Scrapers for comparative water law judicial decisions across Brazil, Canada, and the Netherlands (2016-2026)
Project description
Water Law Judicial Decisions Dataset
A collection of scrapers for building a comparative dataset of water law judicial decisions across Brazil (27 state courts), Canada (federal + provincial courts via CanLII), and the Netherlands (Raad van State + CBb via Rechtspraak.nl).
Scope: 2016–2026 | Cases collected: 8,368 Brazilian decisions (8 courts) + Netherlands
Repository Structure
water-law-dataset/
├── scrapers/
│ ├── brazil/ # One scraper per accessible TJ court
│ │ ├── tjac_scraper.py (TJAC – Acre, ESAJ POST)
│ │ ├── tjdft_scraper.py (TJDFT – Brasília, Elasticsearch REST)
│ │ ├── tjpi_scraper.py (TJPI – Piauí, Rails GET)

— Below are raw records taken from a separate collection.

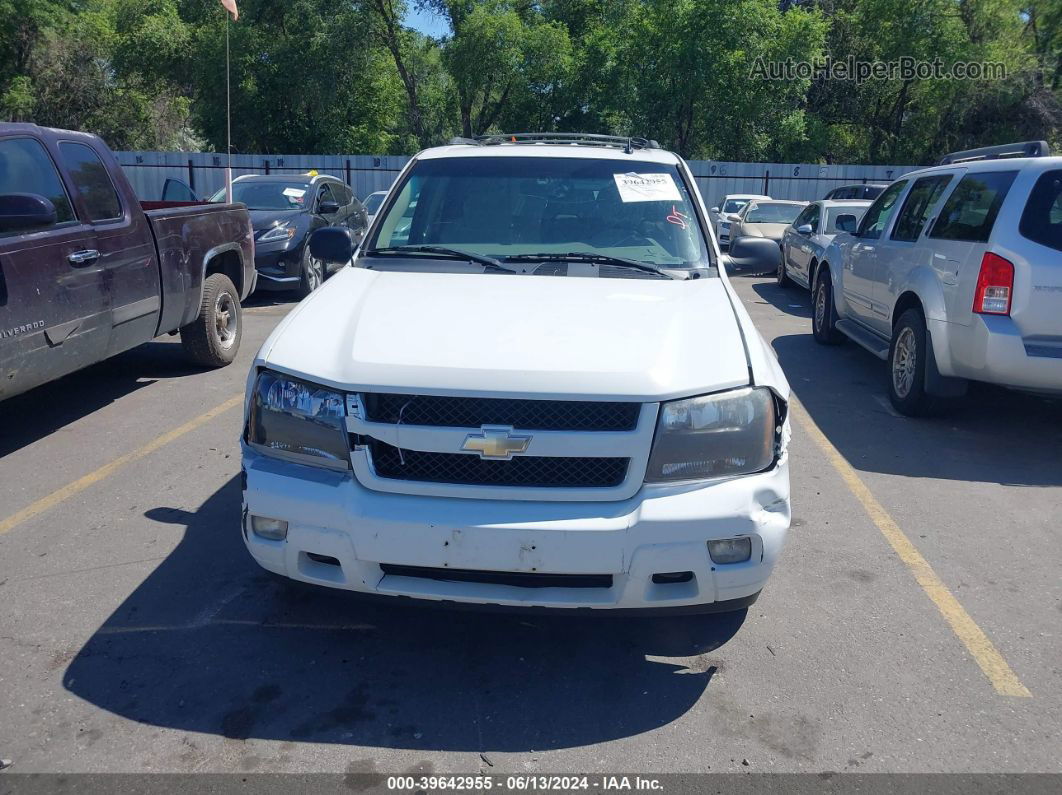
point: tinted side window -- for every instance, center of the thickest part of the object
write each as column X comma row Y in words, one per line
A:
column 879, row 212
column 1042, row 219
column 917, row 206
column 970, row 212
column 26, row 168
column 89, row 176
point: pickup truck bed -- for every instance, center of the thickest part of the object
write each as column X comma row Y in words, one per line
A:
column 86, row 273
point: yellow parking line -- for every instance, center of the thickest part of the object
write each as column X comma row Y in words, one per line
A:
column 1003, row 678
column 107, row 469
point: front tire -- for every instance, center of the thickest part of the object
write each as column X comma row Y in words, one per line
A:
column 824, row 313
column 312, row 273
column 213, row 338
column 907, row 366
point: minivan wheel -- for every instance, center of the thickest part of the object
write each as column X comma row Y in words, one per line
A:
column 824, row 313
column 312, row 273
column 213, row 338
column 907, row 366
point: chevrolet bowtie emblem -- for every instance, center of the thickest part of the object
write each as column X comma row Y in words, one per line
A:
column 496, row 443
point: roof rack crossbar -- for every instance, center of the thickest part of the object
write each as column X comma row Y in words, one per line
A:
column 586, row 139
column 1022, row 149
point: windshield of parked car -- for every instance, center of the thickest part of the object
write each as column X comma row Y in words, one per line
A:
column 773, row 213
column 733, row 206
column 373, row 202
column 834, row 212
column 269, row 195
column 511, row 206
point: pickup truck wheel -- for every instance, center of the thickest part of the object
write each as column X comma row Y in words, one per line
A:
column 213, row 338
column 824, row 314
column 312, row 273
column 907, row 366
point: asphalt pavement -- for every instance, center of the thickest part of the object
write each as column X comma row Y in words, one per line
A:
column 912, row 624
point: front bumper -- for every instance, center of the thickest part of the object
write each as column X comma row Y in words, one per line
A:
column 341, row 533
column 992, row 349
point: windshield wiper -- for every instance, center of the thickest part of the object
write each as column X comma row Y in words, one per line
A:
column 443, row 252
column 601, row 259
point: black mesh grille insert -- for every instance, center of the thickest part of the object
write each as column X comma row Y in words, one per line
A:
column 470, row 412
column 520, row 579
column 469, row 469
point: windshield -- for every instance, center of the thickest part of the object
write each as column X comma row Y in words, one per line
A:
column 512, row 206
column 733, row 206
column 373, row 203
column 268, row 195
column 773, row 213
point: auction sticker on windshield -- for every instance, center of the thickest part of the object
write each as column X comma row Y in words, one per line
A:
column 647, row 188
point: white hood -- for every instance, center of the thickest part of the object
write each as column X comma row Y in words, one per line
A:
column 492, row 334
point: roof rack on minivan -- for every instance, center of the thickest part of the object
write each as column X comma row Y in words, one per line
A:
column 585, row 139
column 1024, row 149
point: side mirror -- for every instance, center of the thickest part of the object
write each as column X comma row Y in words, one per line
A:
column 332, row 244
column 846, row 223
column 26, row 211
column 761, row 254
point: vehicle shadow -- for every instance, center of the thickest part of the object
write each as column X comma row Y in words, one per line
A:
column 993, row 435
column 210, row 643
column 792, row 300
column 40, row 412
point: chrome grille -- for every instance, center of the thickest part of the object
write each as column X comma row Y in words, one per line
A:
column 469, row 469
column 473, row 412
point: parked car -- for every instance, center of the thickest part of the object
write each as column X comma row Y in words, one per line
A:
column 756, row 234
column 726, row 211
column 955, row 274
column 284, row 211
column 373, row 202
column 86, row 273
column 861, row 191
column 413, row 431
column 805, row 240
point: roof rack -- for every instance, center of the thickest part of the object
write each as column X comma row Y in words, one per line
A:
column 583, row 139
column 1024, row 149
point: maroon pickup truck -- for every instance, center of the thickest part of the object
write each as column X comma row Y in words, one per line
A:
column 87, row 272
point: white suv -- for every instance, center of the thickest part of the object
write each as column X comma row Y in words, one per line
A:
column 533, row 386
column 955, row 274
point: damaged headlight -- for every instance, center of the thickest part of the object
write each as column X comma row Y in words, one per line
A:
column 298, row 420
column 714, row 436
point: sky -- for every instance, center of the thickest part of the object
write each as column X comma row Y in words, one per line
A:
column 427, row 22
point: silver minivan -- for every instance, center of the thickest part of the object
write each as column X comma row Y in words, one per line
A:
column 955, row 274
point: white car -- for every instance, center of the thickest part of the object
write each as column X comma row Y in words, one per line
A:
column 538, row 389
column 806, row 240
column 955, row 275
column 726, row 213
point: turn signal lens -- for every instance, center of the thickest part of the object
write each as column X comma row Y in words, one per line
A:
column 995, row 284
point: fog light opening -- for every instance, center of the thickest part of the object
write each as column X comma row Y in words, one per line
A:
column 730, row 550
column 274, row 530
column 672, row 577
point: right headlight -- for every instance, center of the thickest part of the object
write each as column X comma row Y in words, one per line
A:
column 298, row 420
column 714, row 436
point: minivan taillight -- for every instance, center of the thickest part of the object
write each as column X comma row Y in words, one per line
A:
column 995, row 284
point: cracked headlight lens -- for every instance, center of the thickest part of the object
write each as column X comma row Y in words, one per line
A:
column 298, row 420
column 714, row 436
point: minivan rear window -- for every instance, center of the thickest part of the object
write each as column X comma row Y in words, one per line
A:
column 970, row 212
column 1042, row 219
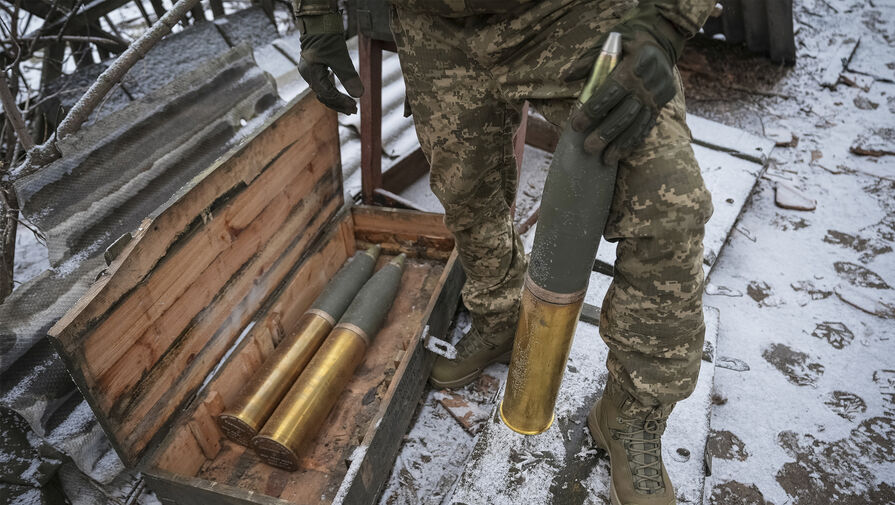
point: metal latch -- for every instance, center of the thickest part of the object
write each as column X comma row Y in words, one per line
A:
column 439, row 346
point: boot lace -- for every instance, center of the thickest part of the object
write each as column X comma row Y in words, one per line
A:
column 643, row 445
column 471, row 344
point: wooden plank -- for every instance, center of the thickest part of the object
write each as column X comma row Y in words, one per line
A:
column 401, row 221
column 211, row 254
column 389, row 199
column 205, row 429
column 370, row 69
column 174, row 489
column 155, row 235
column 144, row 344
column 142, row 409
column 179, row 374
column 324, row 468
column 369, row 471
column 405, row 172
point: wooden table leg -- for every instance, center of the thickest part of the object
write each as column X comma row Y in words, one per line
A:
column 519, row 147
column 370, row 116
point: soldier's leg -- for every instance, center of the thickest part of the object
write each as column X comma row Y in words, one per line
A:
column 465, row 128
column 652, row 316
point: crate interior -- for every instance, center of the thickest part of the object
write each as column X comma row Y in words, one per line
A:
column 195, row 447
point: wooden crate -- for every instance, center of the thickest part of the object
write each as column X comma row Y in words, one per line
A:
column 208, row 286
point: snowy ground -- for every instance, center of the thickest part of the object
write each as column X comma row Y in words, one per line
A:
column 805, row 380
column 805, row 372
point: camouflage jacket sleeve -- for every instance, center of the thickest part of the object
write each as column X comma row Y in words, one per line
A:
column 687, row 15
column 313, row 7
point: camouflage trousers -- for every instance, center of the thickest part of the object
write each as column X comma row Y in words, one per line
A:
column 467, row 78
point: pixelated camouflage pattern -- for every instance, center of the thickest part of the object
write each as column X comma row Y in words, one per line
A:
column 689, row 15
column 466, row 81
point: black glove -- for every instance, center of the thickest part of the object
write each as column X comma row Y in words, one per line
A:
column 323, row 48
column 622, row 111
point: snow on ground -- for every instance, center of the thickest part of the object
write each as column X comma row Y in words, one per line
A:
column 805, row 376
column 804, row 396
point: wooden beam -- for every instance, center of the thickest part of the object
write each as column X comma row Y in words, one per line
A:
column 370, row 116
column 405, row 172
column 389, row 199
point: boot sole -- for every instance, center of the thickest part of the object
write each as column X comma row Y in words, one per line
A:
column 597, row 435
column 469, row 378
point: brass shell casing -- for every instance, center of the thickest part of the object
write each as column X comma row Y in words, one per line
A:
column 307, row 404
column 263, row 393
column 540, row 351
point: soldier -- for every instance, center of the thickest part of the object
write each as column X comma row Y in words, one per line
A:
column 469, row 65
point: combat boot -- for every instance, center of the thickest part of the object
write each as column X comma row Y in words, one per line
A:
column 638, row 476
column 474, row 354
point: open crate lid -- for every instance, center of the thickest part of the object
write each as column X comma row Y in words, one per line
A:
column 142, row 341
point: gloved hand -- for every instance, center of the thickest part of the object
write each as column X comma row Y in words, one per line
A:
column 323, row 48
column 621, row 112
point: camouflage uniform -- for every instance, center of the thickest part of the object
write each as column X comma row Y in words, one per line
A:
column 468, row 70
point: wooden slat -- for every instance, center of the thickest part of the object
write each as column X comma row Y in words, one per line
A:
column 142, row 341
column 405, row 172
column 400, row 221
column 232, row 172
column 185, row 366
column 150, row 311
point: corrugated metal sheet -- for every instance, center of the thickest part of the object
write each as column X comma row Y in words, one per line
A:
column 190, row 100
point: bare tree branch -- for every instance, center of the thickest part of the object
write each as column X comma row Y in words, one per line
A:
column 14, row 115
column 47, row 152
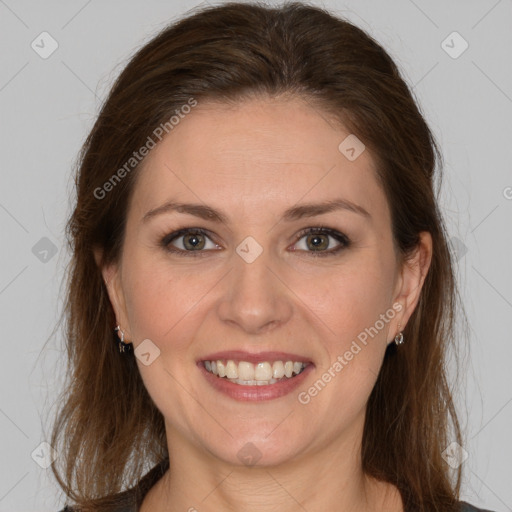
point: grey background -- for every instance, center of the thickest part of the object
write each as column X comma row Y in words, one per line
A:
column 48, row 106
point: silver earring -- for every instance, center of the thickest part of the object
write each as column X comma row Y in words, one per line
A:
column 123, row 347
column 399, row 338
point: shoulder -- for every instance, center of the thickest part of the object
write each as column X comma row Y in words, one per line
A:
column 466, row 507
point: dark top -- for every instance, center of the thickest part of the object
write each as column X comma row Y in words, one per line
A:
column 131, row 499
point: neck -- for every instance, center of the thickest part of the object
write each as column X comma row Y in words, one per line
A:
column 330, row 478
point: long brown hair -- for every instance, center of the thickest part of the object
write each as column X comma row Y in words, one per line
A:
column 108, row 430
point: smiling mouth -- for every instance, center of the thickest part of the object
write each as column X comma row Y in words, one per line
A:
column 263, row 373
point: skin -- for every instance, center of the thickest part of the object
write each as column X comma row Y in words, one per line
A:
column 252, row 162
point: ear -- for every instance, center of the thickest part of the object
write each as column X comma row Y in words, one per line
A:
column 112, row 277
column 410, row 282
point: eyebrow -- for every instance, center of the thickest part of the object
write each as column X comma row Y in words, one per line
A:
column 296, row 212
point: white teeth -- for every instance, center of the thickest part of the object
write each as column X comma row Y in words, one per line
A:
column 231, row 370
column 278, row 370
column 249, row 374
column 245, row 370
column 221, row 369
column 263, row 371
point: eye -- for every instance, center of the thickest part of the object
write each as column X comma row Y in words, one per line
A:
column 188, row 242
column 317, row 240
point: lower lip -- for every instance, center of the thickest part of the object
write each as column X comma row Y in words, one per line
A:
column 255, row 393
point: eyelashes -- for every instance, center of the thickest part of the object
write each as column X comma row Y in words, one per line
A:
column 194, row 239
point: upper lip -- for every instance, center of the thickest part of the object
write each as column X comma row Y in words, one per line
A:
column 254, row 357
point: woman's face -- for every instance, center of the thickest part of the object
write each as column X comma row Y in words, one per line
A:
column 255, row 281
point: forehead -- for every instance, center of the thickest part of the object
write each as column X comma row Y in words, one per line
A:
column 264, row 153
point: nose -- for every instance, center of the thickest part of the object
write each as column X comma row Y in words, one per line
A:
column 254, row 298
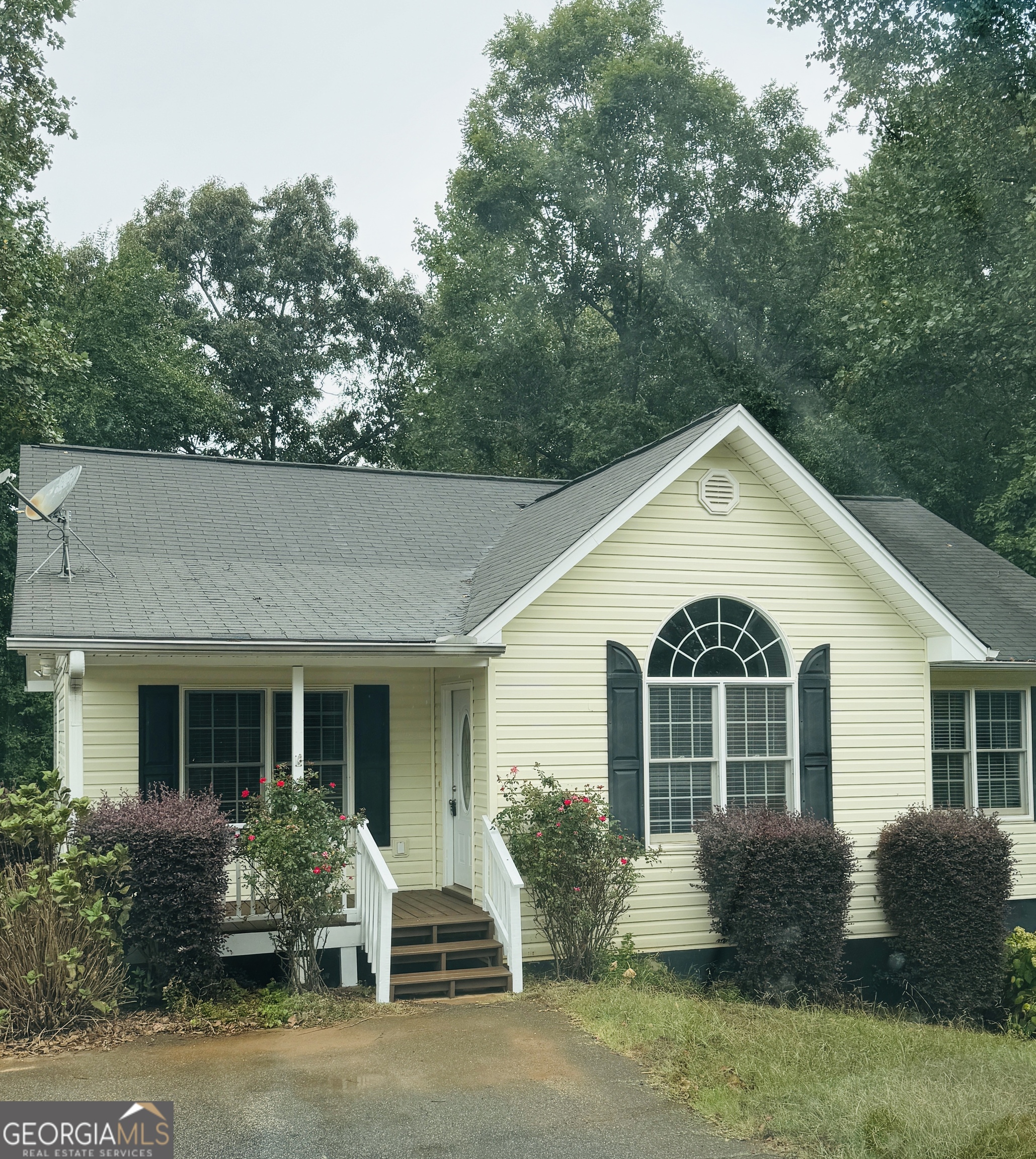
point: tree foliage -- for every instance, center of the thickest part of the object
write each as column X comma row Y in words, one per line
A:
column 34, row 350
column 283, row 304
column 147, row 384
column 926, row 314
column 624, row 245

│ │ ├── tjrj_scraper.py (TJRJ – Rio de Janeiro, ASP.NET WebForms)
│ │ ├── tjrr_scraper.py (TJRR – Roraima, ESAJ POST)
│ │ ├── tjsc_scraper.py (TJSC – Santa Catarina, ESAJ AJAX)
│ │ └── tjto_scraper.py (TJTO – Tocantins, PHP+Solr GET)
│ ├── canada/
│ │ └── canlii_scraper.py (CanLII REST API — requires free API key)
│ └── netherlands/
│ └── rechtspraak_scraper.py (Rechtspraak Open Data — no auth)
├── utils/
│ ├── merge_national.py # Merges per-court JSON files into national CSV/XLSX
│ └── make_progress_charts.py
├── data/ # Output directory (gitignored — add your JSON/CSV here)
├── .env.example
├── requirements.txt
└── README.md
Quick Start
1. Clone and configure
git clone https://github.com/YOUR_USERNAME/water-law-dataset.git
cd water-law-dataset
cp .env.example .env
# Edit .env and set OUTPUT_DIR and any API keys you need
2. Run a scraper
All scrapers use only the Python standard library (Python 3.8+). No pip install needed for scraping.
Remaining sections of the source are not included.